When you go click on more search tools at you can choose “verbatim search” and the following typical algorithm assists are NOT used according to the Inside Search blog.

  • making automatic spelling corrections
  • personalizing your search by using information such as sites you’ve visited before
  • including synonyms of your search terms (matching “car” when you search [automotive])
  • finding results that match similar terms to those in your query (finding results related to “floral delivery” when you search [flower shops]
  • searching for words with the same stem like “running” when you’ve typed [run]
  • making some of your terms optional, like “circa” in [the scarecrow circa 1963]
So in other words, on those occasions when you are looking for that perfect misspelled search you can have it so Google won’t go in and do the thinking for you.

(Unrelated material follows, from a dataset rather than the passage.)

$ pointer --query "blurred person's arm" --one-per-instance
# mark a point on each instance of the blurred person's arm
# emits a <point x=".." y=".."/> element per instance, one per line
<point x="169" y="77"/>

I’ll be honest, I am not sure when this would be used but Google has to keep making “improvements” to search to look like they are concerned about competition.
  • Well, one application for verbatim searches would be lexical research: how often is this specific term used? Or: where is a certain term used? As a translator I find that very useful, for example when evaluating roughly equivalent alternatives to pick the more commonly used one.

  • Chris Dugdale

    “I am not sure when this would be used” – do you actually use Google?

    They have continually eroded the usefulness of quoted searches over the years. Google has been known to match close synonyms in quoted searches as well, which mostly defeats the object of doing a quoted search.

    Only this morning I was searching for [“question comma”] and it was matching things like “question; comma”, “question. Comma” and “question, comma” which alter the meaning significantly. Trying this now with Verbatim search returns the same punctuated variants. Would be good if it actually worked.